Characterization of DEGs under cold and salt stress
The false discovery rate (FDR) ≤ 0.001 and log2 rates ≥ 2 (8 groups: treatment/control) were used to identify DEGs of in four species. The number of DEGs varied from 459 to 3372 among treatments of 8 groups (Figure S3). Totally, 7515 DEGs were found, occupying 20.04% of total detected genes. Interestingly, the number of DEGs among salt stress groups was always smaller than those among cold stress group in four species examined (Figure 6A), indicated that the cold stress response was divergent than salt stress response, and more unique DEGs (6405, 85.2% of all DEGs) in one type of abiotic stress again proved that. But, 1,109 genes (16.1% of cold DEGs; 63.3% of Salt DEGs) were found in two different abiotic stresses, indicating potential share regulated pathways in cold and salt stress response. As expected, 1109 genes were enriched in the oxidation reduction pathway, which were involved in multiple abiotic stress response.
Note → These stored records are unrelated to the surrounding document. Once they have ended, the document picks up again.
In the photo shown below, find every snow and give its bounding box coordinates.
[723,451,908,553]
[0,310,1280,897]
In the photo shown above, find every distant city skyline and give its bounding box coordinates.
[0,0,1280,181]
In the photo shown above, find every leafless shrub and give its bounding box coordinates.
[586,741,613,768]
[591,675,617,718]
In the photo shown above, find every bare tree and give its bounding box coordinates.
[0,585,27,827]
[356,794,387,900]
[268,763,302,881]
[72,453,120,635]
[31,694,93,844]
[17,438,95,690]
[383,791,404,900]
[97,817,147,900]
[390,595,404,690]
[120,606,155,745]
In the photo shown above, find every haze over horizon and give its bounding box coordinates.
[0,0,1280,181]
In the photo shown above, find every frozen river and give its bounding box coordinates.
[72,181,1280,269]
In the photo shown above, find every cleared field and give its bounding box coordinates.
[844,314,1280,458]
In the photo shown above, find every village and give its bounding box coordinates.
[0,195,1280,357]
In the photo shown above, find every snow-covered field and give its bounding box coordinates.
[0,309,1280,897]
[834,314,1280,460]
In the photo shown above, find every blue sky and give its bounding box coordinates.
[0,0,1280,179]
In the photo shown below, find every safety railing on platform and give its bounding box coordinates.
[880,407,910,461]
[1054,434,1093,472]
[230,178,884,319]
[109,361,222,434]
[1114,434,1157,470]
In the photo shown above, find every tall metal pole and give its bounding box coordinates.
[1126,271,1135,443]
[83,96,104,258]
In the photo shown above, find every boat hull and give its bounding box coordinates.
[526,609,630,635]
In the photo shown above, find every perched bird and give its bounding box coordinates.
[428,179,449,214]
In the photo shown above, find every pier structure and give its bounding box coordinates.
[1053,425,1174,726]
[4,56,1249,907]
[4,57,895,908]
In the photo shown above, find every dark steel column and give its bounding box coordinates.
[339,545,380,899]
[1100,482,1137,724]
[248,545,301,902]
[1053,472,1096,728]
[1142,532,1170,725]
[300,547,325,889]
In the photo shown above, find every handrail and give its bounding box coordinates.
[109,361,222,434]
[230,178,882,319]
We thus focused on DEGs in GD3, on account of the it showed higher tolerance under cold and salt stress, and ultimately identified 2759 DEGs in salt and cold groups of GD3, including 2,300 genes cold DEGs, 630 salt DEGs. Among those genes, we found171 share DEGs under salt and cold stress, containing 80 down-regulated and 75 up-regulated DEGs (Figure 6C). Interestingly, 102 genes of share DEGs involved response to stimulate, and 32 genes of those genes were related to response to cold or salt stress, including 13 transcriptional factors encoding genes (NAC, ERF, MYB, G2, HD-ZIP) are putatively related to response to abiotic stress, since some homologs of those genes in Arabidopsis related to abiotic stress response. For example, Gorai.002G073700 encodes the homolog of Arabidopsis NAC72, which binds to a drought-responsive cis-element in the early responsive to dehydration stress 1 promoter [46]. Also, both Gorai.001G239000 and Gorai.006G017400 encode homologs of MYB-like protein in Arabidopsis that involve in plant defense response [47]. Notable a total of thirty cold DEGs and three salt DEGs were PSGs. Moreover, three cold DEGs and 12 salt DEGs were in skyblue3 module. Although fewer DEGs (Cold DEGs: 6.1%; Salt DEGs: 1.7%) were identified above all salt DEGs, some DEGs were overlapping with the PSGs or skyblue3 module (Figure 6B). Those results indicate again adaptive evolution drives transcriptional diversity, and a share regulated network involved in cold and salt stress response. We also found Gorai.006G147500 of skyblue3 module genes is positively selected, and is interconnected with the hub gene, RALF-like protein coding gene. It further confirmed the potential regulated network that was identified in previous analysis.